Agios Pharmaceuticals announced positive results from its Phase 3 ENERGIZE-T study, revealing that mitapivat significantly reduced transfusion burden in adult patients with transfusion-dependent alpha- or beta-thalassemia. The study, presented at the 66th American Society of Hematology (ASH) Annual Meeting, demonstrated a statistically significant reduction in transfusion burden compared to placebo, marking a potential advancement in thalassemia treatment.
ENERGIZE-T Trial: Key Findings
The ENERGIZE-T trial, a Phase 3, double-blind, randomized, placebo-controlled, and multicenter study, enrolled 258 patients globally. Participants were administered either mitapivat 100 mg twice daily (BID) or a matched placebo over a 48-week period. The primary endpoint, transfusion reduction response (TRR), was defined as a ≥50% reduction in transfused red blood cell (RBC) units, with a reduction of ≥2 units of transfused RBCs in any consecutive 12-week period through Week 48 compared to baseline.
The trial met its primary endpoint, with 30.4% of patients in the mitapivat arm achieving TRR compared to 12.6% in the placebo arm (p=0.0003). Key secondary endpoints also demonstrated statistically significant reductions in transfusion burden with mitapivat compared to placebo. Specifically, 9.9% of patients in the mitapivat arm achieved transfusion independence, compared to 1.1% in the placebo arm.
Maria Domenica Cappellini, M.D., professor of Internal Medicine at the University of Milan, Italy, noted, "Treatment options for patients with transfusion-dependent thalassemia are extremely limited, and transfusions carry serious risks... There is a significant need for alternative treatments to manage this debilitating disease."
Safety and Tolerability
Overall, the incidence of adverse events (AEs) during the 48-week double-blind period was similar between the mitapivat and placebo arms. Treatment-emergent adverse events (TEAEs) were reported in 90.1% of patients on mitapivat and 83.5% on placebo. Common TEAEs in the mitapivat arm included headache, upper respiratory tract infection, initial insomnia, diarrhea, and fatigue. Serious TEAEs were reported in 11.0% and 15.3% of patients on mitapivat and placebo, respectively.

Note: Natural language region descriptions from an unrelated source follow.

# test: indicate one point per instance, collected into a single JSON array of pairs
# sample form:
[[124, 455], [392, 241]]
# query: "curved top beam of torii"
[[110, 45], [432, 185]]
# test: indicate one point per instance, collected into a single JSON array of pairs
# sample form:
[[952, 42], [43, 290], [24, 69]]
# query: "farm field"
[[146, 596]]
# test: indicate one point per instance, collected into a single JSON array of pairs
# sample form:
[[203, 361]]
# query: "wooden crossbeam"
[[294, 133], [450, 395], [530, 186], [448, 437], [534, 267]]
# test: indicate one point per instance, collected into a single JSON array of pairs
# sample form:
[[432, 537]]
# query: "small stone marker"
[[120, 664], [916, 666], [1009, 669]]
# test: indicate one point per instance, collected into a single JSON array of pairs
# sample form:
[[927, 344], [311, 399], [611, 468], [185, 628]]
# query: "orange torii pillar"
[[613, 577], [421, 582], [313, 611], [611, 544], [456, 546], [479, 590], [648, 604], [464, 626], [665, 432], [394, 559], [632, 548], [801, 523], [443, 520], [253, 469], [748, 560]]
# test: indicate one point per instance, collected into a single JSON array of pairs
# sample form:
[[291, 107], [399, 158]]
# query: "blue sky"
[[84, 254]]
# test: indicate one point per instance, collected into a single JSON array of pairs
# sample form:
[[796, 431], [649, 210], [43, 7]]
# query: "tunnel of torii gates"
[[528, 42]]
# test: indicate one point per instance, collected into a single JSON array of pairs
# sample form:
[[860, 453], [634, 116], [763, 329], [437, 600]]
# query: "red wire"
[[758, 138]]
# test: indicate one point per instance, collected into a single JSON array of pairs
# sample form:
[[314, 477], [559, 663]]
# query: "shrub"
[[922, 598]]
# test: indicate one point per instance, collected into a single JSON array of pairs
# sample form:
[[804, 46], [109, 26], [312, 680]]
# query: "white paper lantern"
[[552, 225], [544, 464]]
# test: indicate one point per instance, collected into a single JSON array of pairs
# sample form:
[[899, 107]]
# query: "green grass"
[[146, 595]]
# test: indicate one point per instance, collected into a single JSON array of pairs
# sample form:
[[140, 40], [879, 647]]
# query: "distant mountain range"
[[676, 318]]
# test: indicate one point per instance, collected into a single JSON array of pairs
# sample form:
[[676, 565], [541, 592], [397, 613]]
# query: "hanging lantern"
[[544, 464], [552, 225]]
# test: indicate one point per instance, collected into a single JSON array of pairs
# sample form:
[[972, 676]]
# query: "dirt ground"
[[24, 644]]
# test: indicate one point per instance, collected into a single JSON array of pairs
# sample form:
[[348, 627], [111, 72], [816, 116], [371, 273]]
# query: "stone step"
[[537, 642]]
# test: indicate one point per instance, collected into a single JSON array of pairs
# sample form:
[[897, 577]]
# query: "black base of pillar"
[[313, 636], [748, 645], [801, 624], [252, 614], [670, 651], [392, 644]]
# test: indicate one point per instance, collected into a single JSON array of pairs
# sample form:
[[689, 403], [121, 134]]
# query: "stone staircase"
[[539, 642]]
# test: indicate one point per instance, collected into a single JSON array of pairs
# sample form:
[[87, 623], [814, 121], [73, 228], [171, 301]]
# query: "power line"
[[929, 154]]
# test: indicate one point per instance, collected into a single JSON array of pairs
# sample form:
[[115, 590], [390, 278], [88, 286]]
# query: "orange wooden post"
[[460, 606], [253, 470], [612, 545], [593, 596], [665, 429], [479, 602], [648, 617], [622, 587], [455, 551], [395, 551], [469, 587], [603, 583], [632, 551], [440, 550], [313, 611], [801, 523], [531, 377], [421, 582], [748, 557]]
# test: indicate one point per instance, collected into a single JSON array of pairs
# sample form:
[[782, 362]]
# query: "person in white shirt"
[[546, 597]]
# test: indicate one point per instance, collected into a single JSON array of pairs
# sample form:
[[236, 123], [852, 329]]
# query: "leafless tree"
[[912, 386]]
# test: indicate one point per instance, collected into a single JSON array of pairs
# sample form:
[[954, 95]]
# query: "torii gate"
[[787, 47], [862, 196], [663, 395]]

Regulatory Submissions and Future Directions
Based on the ENERGIZE and ENERGIZE-T study results, Agios has filed regulatory applications for mitapivat (PYRUKYND®) in the U.S., European Union, Kingdom of Saudi Arabia, and United Arab Emirates for the treatment of adult patients with non-transfusion-dependent and transfusion-dependent alpha- or beta-thalassemia.

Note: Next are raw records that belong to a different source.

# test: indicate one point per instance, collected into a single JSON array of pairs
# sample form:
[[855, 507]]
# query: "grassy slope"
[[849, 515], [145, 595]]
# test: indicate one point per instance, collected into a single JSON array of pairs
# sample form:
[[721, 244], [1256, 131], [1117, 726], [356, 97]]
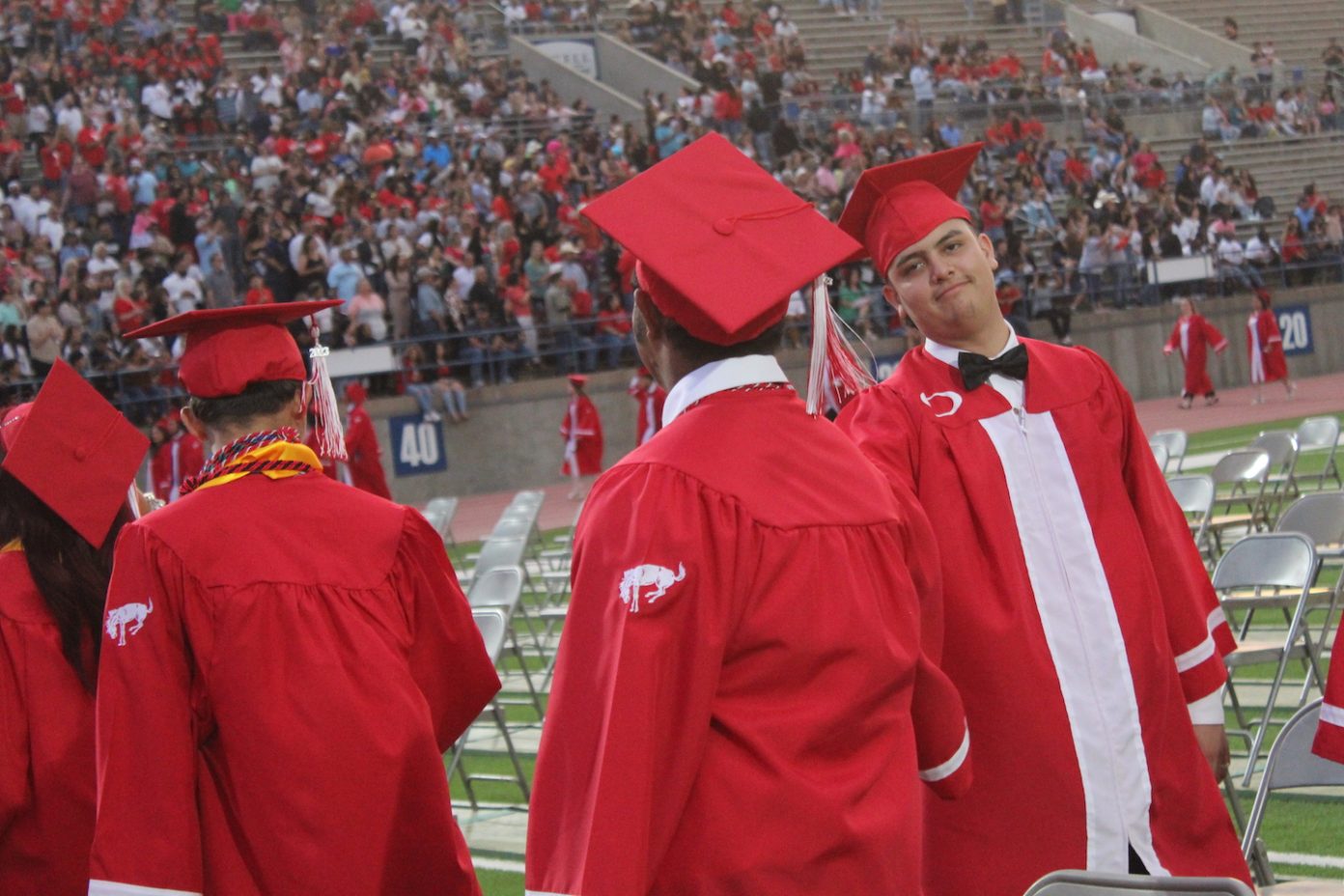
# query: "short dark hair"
[[258, 399]]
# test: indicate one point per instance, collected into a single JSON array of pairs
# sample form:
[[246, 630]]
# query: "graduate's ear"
[[297, 406], [651, 316], [192, 423]]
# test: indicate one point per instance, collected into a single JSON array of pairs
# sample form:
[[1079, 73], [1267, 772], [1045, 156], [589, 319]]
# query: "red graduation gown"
[[366, 469], [1330, 735], [1193, 336], [747, 728], [1265, 349], [274, 720], [1079, 624], [582, 433], [46, 748]]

Sarah Gheuens, M.D., Ph.D., chief medical officer and head of R&D at Agios, stated, "We are confident that this comprehensive data package will highlight mitapivat’s effectiveness in treating patients with thalassemia with the convenience of an oral medication. We look forward to collaborating with regulators with the goal of bringing this novel therapy to patients with thalassemia as quickly as possible."

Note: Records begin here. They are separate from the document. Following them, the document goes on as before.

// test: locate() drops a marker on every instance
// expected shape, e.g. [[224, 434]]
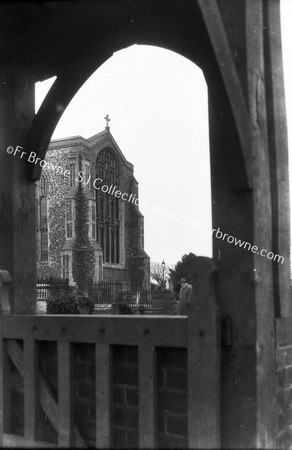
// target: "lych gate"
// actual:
[[237, 45]]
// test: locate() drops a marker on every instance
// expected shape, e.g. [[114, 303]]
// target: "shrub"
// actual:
[[63, 303], [85, 302], [124, 309]]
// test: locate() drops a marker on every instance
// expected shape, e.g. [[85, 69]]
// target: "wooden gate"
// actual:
[[198, 334]]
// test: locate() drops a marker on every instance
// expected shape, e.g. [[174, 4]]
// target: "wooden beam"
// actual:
[[103, 395], [47, 400], [4, 392], [115, 330], [204, 361], [65, 400], [147, 397], [30, 384]]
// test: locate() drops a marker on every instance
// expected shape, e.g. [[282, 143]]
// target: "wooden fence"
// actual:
[[46, 288], [199, 334]]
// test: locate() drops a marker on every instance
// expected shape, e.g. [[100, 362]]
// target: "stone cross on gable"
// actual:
[[107, 121]]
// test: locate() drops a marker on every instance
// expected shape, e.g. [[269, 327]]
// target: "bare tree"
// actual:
[[156, 272]]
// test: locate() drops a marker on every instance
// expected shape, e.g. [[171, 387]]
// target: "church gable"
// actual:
[[115, 224]]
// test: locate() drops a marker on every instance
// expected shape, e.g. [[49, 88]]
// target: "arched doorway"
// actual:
[[245, 188]]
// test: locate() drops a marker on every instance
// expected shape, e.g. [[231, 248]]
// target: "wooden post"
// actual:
[[204, 360], [103, 395], [5, 281], [65, 400], [29, 375], [147, 397], [17, 202]]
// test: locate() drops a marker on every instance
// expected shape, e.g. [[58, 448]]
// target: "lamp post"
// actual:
[[163, 268]]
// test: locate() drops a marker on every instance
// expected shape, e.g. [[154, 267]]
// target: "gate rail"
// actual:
[[199, 333]]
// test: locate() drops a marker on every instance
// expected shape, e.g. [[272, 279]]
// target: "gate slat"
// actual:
[[103, 397], [147, 397], [4, 392], [29, 379], [65, 401]]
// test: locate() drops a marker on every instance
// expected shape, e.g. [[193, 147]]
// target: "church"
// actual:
[[115, 223]]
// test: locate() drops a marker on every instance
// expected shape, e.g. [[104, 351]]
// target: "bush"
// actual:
[[85, 302], [63, 303], [124, 309]]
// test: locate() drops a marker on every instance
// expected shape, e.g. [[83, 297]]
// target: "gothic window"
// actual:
[[108, 208], [69, 219], [93, 221], [72, 171], [65, 264], [43, 186], [87, 174], [142, 235], [43, 220]]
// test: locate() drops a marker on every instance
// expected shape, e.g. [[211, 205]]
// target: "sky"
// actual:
[[157, 102]]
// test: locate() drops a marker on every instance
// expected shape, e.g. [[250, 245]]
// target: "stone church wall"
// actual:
[[59, 155]]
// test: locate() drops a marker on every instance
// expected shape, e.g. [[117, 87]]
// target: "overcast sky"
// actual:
[[157, 102]]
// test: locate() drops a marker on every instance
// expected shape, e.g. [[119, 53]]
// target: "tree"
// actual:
[[156, 272], [83, 253], [184, 268]]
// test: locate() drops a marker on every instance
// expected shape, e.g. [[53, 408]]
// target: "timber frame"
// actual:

Addressing Unmet Needs in Thalassemia
Thalassemia, a rare inherited blood disorder, results in reduced hemoglobin production and chronic anemia. Patients often require regular blood transfusions, leading to complications such as iron overload and organ damage. Currently, there are no approved disease-modifying therapies that address the underlying pathophysiology of thalassemia across all transfusion requirements and genotypes. Mitapivat represents a potential disease-modifying treatment that could significantly improve the lives of patients with thalassemia.